美濃加茂(市)(読み)みのかも

日本大百科全書(ニッポニカ) 「美濃加茂(市)」の意味・わかりやすい解説

美濃加茂(市)
みのかも

岐阜県中南部にある都市。1954年(昭和29)太田(おおた)、古井(こび)の2町と山之上(やまのうえ)、蜂屋(はちや)、加茂野、伊深、下米田(しもよねだ)の5村、三和(みわ)、和知(わち)の2村の一部が合併して市制施行。JR高山本線・太多線(たいたせん)、長良川鉄道(ながらがわてつどう)による鉄道交通の要所で国道21号、41号、248号、418号が通じる。
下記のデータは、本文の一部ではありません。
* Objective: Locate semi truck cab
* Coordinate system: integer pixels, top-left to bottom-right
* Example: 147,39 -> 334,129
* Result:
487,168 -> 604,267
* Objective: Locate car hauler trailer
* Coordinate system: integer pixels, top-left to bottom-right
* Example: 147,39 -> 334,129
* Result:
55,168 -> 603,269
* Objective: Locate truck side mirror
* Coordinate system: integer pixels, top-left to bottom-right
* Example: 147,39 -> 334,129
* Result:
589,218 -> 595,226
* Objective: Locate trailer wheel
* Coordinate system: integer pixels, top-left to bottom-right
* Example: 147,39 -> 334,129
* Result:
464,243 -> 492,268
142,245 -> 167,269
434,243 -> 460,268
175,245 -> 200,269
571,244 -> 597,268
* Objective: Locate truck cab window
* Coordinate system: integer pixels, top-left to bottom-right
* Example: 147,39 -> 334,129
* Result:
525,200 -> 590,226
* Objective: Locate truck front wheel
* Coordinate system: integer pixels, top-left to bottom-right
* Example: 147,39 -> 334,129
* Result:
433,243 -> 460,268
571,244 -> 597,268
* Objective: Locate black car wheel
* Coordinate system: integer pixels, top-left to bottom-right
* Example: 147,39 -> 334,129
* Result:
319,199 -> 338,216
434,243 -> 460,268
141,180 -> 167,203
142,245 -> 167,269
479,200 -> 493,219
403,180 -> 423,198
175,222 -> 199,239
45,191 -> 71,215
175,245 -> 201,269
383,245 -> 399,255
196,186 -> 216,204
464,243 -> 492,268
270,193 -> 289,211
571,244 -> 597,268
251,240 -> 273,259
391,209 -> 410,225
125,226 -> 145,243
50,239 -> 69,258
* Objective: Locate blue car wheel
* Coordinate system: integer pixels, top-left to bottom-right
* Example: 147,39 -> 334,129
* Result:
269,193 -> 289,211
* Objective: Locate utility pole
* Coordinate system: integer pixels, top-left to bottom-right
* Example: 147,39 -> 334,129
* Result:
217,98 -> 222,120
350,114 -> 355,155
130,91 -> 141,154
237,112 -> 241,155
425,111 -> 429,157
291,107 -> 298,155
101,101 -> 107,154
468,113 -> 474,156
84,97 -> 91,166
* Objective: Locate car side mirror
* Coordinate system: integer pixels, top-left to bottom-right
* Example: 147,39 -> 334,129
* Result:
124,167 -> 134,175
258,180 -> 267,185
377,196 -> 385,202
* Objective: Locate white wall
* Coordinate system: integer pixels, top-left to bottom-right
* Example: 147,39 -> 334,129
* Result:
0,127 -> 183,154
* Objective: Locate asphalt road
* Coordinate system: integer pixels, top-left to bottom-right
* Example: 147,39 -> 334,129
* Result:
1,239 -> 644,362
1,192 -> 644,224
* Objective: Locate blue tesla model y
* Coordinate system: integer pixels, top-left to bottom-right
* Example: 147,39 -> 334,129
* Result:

2005年(平成17)には東海環状自動車道が開通、美濃加茂インターチェンジが設置された。市街地は、太田盆地の北部木曽川(きそがわ)沿いの段丘にあって、中山道(なかせんどう)の宿場町に由来し、木曽川の渡船場であった。高山線の開通以来、美濃太田駅前一帯が、しだいに商店街、住宅街などとして市街化してきた。駅前商店街の再開発が行われ、都市としての整備が進んだ。工業では、情報通信機械器具製造、生産用機械器具製造を主力とする製造品出荷額が、県下で上位にある(2010)。農業では、木曽川右岸用水の通水によって、多様な農業の活性化が図られている。山之上町では、カキ、ナシなどの果樹栽培が盛んである。蜂屋町の干し柿(がき)「堂上蜂屋柿」は特産。北部の伊深町の正眼寺(しょうげんじ)は臨済宗妙心寺派に属し、禅道場として有名である。旧中山道太田宿に残る脇本陣林家住宅は、国の重要文化財に指定されている。飛騨川・木曽川沿いは、飛騨木曽川国定公園(ひだきそがわこくていこうえん)に含まれる。文豪坪内逍遙(しょうよう)、歴史学者津田左右吉(そうきち)の出生地。面積74.81平方キロメートル、人口5万6689(2020)。